There are two particular aspects of safety that must be considered when installing the MTL4500 or MTL5500 modules and these are:
• Functional safety
• Intrinsic safety
Reference must be made to the relevant sections within the instruction manual for MTL4500 Series (INM4500) or MTL5500 Series (INM5500) which contain basic guides for the installation of the interface equipment to meet the requirements of intrinsic safety. In many countries there are specific codes of practice, together with industry guidelines, which must also be adhered to.
Provided that these installation requirements are followed then there are no additional factors to meet the needs of applying the products for functional safety use.
To guard against the effects of dust and water the modules should be mounted in an enclosure providing at least IP54 protection degree, or the location of mounting should provide equivalent protection such as inside an equipment cabinet.

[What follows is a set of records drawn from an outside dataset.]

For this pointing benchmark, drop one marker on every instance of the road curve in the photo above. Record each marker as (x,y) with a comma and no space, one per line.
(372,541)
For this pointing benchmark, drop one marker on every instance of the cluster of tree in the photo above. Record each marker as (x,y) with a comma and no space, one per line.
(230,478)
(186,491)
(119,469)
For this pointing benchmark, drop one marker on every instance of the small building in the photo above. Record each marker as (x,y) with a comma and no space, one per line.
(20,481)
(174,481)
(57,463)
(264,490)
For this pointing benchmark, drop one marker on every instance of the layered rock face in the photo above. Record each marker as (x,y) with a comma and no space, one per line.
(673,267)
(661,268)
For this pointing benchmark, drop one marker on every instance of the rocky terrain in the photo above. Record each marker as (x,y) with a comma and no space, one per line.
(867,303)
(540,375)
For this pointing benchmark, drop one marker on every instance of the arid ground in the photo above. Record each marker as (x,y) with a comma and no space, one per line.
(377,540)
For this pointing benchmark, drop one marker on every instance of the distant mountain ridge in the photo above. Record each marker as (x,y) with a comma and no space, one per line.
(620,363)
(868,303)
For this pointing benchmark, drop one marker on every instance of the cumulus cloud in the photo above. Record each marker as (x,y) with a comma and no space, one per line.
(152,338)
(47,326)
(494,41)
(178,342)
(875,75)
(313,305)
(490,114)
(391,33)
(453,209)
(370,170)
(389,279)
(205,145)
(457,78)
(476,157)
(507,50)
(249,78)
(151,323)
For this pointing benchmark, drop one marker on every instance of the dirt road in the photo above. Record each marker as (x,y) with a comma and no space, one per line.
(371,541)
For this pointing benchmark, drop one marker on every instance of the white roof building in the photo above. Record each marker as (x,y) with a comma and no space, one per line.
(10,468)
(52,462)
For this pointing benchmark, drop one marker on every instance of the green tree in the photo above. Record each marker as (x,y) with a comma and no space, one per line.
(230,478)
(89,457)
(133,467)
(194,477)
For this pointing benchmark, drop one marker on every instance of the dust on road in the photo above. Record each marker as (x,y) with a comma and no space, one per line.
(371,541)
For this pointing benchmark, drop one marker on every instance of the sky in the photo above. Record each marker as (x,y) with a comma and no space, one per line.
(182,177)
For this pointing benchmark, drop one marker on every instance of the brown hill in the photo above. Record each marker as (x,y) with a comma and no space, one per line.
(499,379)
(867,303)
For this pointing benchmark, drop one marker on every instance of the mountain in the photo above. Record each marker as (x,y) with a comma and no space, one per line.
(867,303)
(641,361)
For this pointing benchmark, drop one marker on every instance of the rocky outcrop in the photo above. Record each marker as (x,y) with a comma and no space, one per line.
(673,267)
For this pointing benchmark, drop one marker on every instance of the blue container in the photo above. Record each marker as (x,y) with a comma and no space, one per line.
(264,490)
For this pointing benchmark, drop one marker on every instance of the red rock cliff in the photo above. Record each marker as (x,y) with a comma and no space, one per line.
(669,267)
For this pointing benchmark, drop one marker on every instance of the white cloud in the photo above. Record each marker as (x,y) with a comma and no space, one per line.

In applications using MTL4500 Series, where the environment has a high humidity, the mounting backplanes should be specified to include conformal coating.
To follow the guidelines pertaining to operation and maintenance of intrinsically safe equipment in a hazardous area, yearly periodic audits of the installation are required by the various codes of practice. In addition, proof-testing of the loop operation to conform with functional safety requirements should be carried out at the intervals determined by safety case assessment.
Proof testing must be carried out according to the application requirements, but it is recommended that this be carried out at least once every three years.
Refer to Appendix B for the proof testing procedure of the MTL4500 or MTL5500 modules.
Note that there may also be specific requirements laid down in the E/E/PE operational maintenance procedure for the complete installation.
If an MTL4500 or MTL5500 module is found to be faulty during commissioning or during the normal lifetime of the product then such failures should be reported to MTL. When appropriate, a Customer Incident Report (CIR) will be notified to enable the return of the unit to the factory for analysis. If the unit is within the warranty period then a replacement unit will be sent.
Consideration should be made of the normal lifetime for a device of this type which would be in the region of ten years.